Step 3. Preparation of Memorandum of Association, Articles of Association, and other documents

MOA is the charter of the company and defines the scope of its activities, whereas an AOA is a document that regulates the internal management of the company. The MOA and AOA must mention the non-profit objective or purpose for which it is established MOA of Section 8 Company must be in form INC-13 while there is no format prescribed for AOA for Section 8 Company. One can adopt table F provisions.

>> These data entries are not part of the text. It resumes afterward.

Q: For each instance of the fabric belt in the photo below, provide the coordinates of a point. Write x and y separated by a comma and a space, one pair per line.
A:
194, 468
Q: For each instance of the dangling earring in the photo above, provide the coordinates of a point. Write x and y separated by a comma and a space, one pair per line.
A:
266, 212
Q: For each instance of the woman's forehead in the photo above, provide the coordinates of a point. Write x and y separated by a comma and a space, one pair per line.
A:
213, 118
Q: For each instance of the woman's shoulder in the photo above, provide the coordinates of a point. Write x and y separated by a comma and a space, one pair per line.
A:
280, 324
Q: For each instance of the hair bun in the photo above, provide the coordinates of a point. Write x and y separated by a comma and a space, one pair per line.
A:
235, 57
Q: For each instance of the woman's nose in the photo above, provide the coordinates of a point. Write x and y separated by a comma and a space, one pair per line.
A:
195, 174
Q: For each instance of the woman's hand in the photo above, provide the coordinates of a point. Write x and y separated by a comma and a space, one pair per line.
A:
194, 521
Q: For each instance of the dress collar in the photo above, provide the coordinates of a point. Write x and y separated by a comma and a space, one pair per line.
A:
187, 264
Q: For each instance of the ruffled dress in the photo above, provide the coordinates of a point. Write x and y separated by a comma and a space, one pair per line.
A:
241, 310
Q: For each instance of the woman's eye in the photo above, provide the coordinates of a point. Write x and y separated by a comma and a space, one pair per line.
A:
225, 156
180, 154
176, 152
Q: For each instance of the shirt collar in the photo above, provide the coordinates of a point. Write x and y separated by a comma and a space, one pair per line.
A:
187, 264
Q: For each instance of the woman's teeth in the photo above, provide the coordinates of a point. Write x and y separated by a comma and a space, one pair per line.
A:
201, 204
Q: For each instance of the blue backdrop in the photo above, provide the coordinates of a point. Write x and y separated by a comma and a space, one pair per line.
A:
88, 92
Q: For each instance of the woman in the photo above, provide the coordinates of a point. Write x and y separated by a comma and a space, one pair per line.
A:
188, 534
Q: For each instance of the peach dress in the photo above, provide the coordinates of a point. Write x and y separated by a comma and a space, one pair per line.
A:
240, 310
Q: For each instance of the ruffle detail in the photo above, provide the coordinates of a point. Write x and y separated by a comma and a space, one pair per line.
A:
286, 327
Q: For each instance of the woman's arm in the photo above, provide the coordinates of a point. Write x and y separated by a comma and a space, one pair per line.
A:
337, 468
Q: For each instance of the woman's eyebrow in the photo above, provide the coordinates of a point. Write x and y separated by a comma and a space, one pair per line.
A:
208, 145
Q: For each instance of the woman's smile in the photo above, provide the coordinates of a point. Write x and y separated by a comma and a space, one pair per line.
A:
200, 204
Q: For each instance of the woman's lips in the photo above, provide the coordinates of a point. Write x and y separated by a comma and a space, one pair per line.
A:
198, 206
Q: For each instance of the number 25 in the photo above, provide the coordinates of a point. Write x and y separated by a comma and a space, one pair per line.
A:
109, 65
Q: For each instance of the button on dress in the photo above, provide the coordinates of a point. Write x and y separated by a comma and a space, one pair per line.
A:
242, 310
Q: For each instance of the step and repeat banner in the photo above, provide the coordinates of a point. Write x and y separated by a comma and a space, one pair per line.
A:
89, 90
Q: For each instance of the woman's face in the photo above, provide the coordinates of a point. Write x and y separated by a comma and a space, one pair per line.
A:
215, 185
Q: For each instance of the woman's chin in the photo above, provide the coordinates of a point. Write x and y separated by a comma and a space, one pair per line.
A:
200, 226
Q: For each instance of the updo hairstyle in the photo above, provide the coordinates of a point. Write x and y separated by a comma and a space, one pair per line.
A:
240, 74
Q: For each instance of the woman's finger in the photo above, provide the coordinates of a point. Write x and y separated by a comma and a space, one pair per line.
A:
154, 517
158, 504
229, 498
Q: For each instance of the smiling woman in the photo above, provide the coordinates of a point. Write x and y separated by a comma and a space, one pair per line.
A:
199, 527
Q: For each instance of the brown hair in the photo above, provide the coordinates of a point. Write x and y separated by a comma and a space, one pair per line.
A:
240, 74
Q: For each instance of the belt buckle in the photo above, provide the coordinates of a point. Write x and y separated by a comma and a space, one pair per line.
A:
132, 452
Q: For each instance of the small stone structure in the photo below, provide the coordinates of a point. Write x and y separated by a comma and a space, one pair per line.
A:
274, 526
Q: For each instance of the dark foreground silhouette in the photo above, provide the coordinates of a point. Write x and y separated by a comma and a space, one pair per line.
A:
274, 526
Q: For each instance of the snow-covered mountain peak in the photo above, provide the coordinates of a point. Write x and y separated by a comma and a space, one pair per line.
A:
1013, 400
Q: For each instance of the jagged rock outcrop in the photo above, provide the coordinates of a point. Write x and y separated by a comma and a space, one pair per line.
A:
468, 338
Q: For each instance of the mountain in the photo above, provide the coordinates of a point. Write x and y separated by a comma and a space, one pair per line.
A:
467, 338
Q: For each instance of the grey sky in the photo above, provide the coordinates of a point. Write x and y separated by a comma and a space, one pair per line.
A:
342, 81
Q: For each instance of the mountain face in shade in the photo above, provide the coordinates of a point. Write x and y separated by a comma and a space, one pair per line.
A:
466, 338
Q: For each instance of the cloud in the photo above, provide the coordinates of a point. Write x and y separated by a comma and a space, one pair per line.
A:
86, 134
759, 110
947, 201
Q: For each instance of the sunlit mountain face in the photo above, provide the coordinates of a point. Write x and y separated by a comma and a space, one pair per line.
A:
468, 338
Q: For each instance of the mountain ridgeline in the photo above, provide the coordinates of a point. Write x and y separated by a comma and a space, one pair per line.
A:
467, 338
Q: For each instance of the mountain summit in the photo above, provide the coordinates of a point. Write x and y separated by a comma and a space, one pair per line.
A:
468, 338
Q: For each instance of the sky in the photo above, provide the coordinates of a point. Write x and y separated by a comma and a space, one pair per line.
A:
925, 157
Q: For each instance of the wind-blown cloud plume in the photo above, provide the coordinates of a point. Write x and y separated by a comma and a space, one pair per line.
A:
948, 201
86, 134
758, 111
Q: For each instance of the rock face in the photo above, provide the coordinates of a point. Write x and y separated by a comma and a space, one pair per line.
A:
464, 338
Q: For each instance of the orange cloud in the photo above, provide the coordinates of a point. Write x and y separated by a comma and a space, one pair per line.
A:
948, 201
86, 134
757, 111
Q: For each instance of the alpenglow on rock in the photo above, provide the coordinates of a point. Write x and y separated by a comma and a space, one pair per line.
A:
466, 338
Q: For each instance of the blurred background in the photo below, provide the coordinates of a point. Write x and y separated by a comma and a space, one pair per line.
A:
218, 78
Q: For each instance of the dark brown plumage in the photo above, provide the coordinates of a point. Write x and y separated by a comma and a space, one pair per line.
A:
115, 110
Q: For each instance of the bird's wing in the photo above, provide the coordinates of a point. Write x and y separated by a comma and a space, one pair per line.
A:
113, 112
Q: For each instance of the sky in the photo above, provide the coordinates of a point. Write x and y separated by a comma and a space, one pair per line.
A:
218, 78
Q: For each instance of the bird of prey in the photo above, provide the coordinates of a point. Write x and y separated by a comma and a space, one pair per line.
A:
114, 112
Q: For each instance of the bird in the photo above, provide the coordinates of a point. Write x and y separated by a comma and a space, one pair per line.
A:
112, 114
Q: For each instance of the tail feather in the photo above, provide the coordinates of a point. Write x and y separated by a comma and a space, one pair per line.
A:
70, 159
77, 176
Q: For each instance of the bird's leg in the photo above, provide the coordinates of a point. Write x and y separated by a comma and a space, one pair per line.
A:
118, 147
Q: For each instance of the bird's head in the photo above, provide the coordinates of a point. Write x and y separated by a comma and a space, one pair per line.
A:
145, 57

MOA & AOA of the company shall be signed by each subscriber who shall mention his name, address, description, and occupation in the presence of at least one witness who shall attest to the signature and shall likewise sign and add his name, address, description, and occupation.

Step 4. Spice Form

Once the DSC and name approval are done, one may go ahead with filing form SPICe 32. Both the name and the license shall be valid at the time of filing the SPICe form. This is the final stage of incorporating the section 8 company where the documents relating to the registered office like the rental agreements and utility bills are filed along with the RD-1 license and the name approval certificate.

 

Documents required

– Articles of Association & Memorandum of Association 
– Declaration by the first director(s) as well as a subscriber(s) (Affidavit not required)
– Office Address Proof
– Copy of utility bills such as electricity bills, water bills, or gas bills
– Copy of certificate of incorporation (COI) of an overseas body corporate (if any)
– A resolution passed by the promoter company
– Consent of Nominee under INC–3
– Resident and identity proof of nominees & subscribers
– Applicant’s identity as well as residential proof
– DSC
– Declaration of unregistered companies

 

Benefits of Section 8 Company Registration

– There is no minimum capital requirement for a Section 8 company incorporation and the capital structure of Section 8 can be altered at any time as per the growth and requirement of the company.
– A Section 8 company enjoys tax benefits under 12AA and 80G of the Income Tax Act, 1961.
– It provides greater stability and increases the potential to grow big and expand.
– A section 8 company has a separate independent legal entity that is separate from its directors or members. 
– They have the freedom to choose the name that suits their liking during the registration process and is not bound to affix the term like "Section 8" after their name.
– A Section 8 Company is more credible in terms of compliances and legal standing.
– It has organized operations and greater flexibility.

 

Conclusion

A Section 8 company needs to follow the rules and regulations prescribed under the Companies Act, 2013, and needs to maintain books of account, file returns with the Registrar of Companies, and maintain all other necessary compliances. However, being a Non-profit Organization does not mean that the company cannot make a profit or income. It only signifies that the company can earn income but the profits cannot be distributed among the promoters.

Numerous Tax exemptions are also there for such companies u/s 8 of the Companies Act 2013. Even the donors contributing to these companies are eligible to claim the Tax Exemption against these donations.